Pansy had seen green before; she was a _Slytherin_ , after all. But this green and Slytherin Green were different, nearly opposite. _This_ green made Slytherin Green seem dingy and cold. _This_ green hurt her eyes considerably. 

She wasn’t sure whether that was a bad thing. Odd.

She looked behind her, abruptly realizing that she had forgotten to close the door, but it was no longer there, not even a splinter from its frame remaining. 

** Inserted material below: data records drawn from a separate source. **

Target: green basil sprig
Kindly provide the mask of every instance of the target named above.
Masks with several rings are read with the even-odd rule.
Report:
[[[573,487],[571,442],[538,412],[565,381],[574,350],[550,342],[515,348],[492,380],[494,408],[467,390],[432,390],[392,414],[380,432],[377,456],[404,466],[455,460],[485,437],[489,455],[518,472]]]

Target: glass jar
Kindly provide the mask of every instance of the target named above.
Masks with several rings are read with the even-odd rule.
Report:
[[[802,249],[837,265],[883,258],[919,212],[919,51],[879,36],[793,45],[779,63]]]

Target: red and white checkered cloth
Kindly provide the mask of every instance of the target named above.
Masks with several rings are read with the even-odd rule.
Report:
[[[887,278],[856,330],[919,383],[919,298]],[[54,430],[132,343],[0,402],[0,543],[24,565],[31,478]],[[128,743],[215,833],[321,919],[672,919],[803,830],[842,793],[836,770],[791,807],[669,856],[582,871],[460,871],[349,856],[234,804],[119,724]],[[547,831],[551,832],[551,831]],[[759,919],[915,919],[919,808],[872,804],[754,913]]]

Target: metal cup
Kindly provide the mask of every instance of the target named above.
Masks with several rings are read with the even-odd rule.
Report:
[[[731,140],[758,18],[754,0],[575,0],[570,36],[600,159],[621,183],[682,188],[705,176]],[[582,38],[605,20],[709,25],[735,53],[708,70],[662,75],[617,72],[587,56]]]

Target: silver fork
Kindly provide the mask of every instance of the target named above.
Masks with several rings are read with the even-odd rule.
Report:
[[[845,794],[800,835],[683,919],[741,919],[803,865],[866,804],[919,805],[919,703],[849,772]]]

So this was where they would find the second riddle—and hopefully, its answer. There was no going back now.

To her right, the same thought appeared to have occurred to Granger. 

“We should rest before we start on the next one,” the latter said hurriedly, yawning as if to prove her point.

“What if we’ve got some kind of time limit?” Pansy blurted. 

How uncharacteristically logical of her. 

But Granger shot her logic down. “I don’t think we do. As long as we don’t read the second riddle, we should be in a sort of limbo. We’ll be safe, and we’ll have the time we need to rest.” 

Pansy put her hands on her hips—also uncharacteristic. “Well, maybe you’re wrong. What then?” 

But Granger wasn’t having that, either. “I’m exhausted, Pansy. I don’t have any energy left to worry about that, much less to trot around trying to piece together clues. I don’t know how long this next riddle is going to require, and so I’m going to take advantage of this time, _right now_ , when I haven’t _got_ to do anything, so that I _can_ reach a point of functionality for when I _have_ got something pressing to do. Whether you want to do the same is entirely your choice.” 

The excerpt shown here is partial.